I'm using the equation sum of moments = 0, and I'm taking moments about point D. Therefore the tension in member AD and DE have no effect because their lines of action pass through D. So that leaves the tension in AB, the cable pulling downwards, and the cable pulling up at an angle that will create a moment.

$$\Sigma$$MD = 0

Tab*3 + Tcable*sin(15)*4 + Tcable*cos(15)*(3+0.5) - Tcable*(4+0.5) = 0

The tension in the cable will be equal to the weight of box being lifted, 1500 lbf. so the only unknown is AB. I guess one thing I have a question about is where should I consider the force of the cables acting at? I'm assuming the upward cable is acting at the top of the pulley and the downward cable is acting on the right side of the pulley but is that correct?

The terms
Tcable*sin(15)*4 + Tcable*cos(15)*(3+0.5)
are wrong, because you have not taken into account the geometry of the cable wrapped round the pulley. The line of the sloping part does NOT pass through the point at distances 4 and 3.5 from D. It passes through a point that is 6 inches from C at an angle of 15 degrees clockwise from the vertical.
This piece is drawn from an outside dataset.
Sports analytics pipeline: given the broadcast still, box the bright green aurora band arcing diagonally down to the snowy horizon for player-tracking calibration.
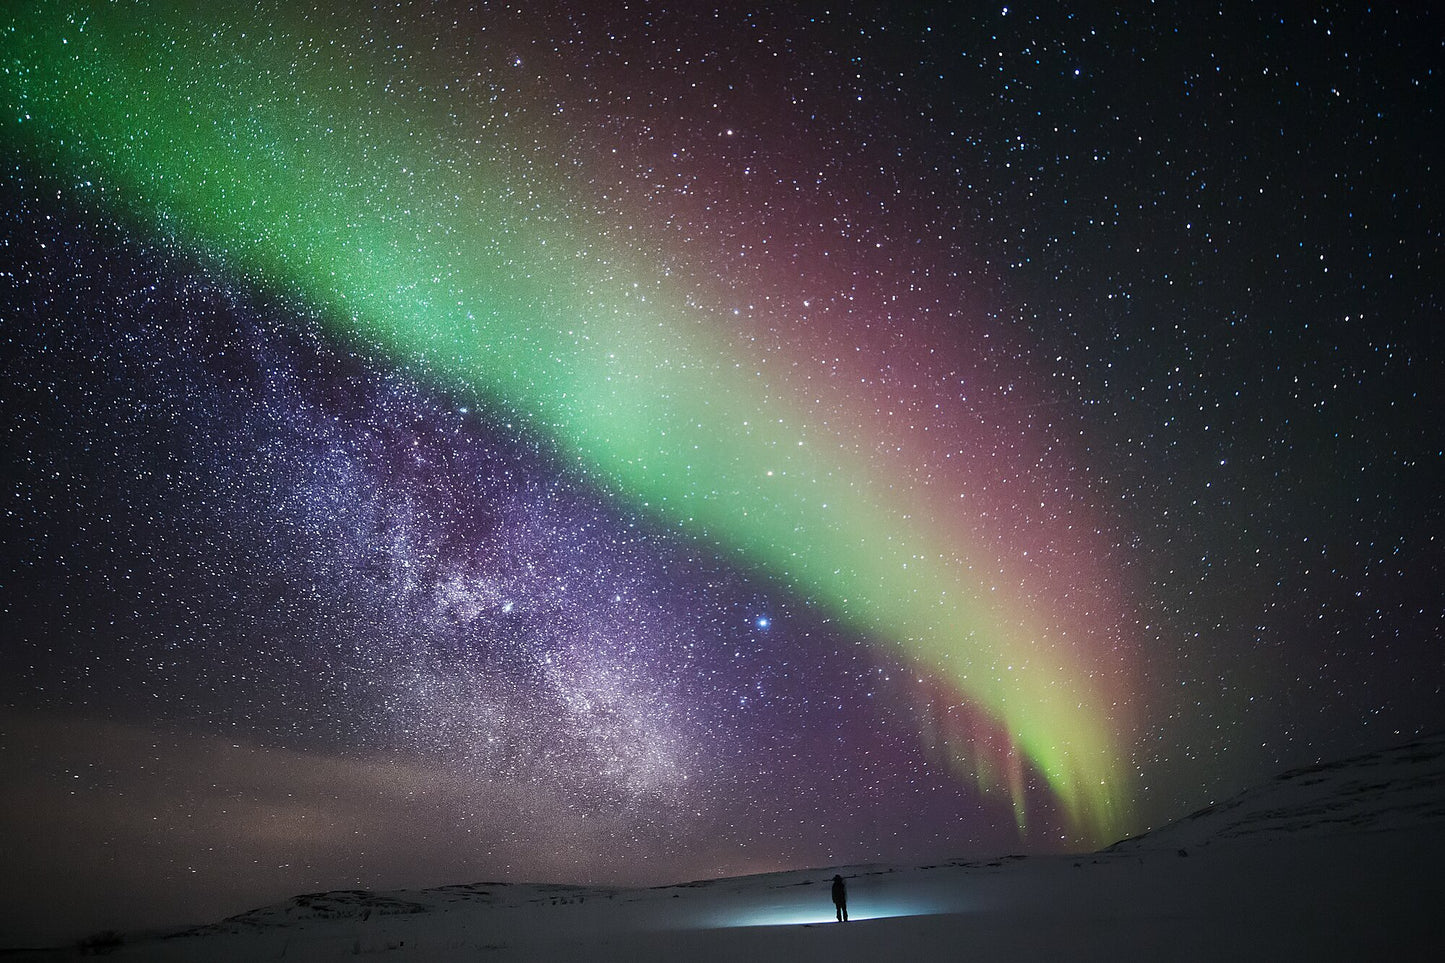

When you solved this by taking moments about C, there is no resultant moment from the cable because both parts of the cable have the same perpendicular distance (6 inches) from C, for any angle of the cable round the pulley, so the math is simpler.

Hi AlephZero,

I think I understand. The cable is acting tangential to the pulley so I cannot use the top of the pulley as a point on the line of action for the tension. I reworked the problem and got the correct answer.

Thanks for the help!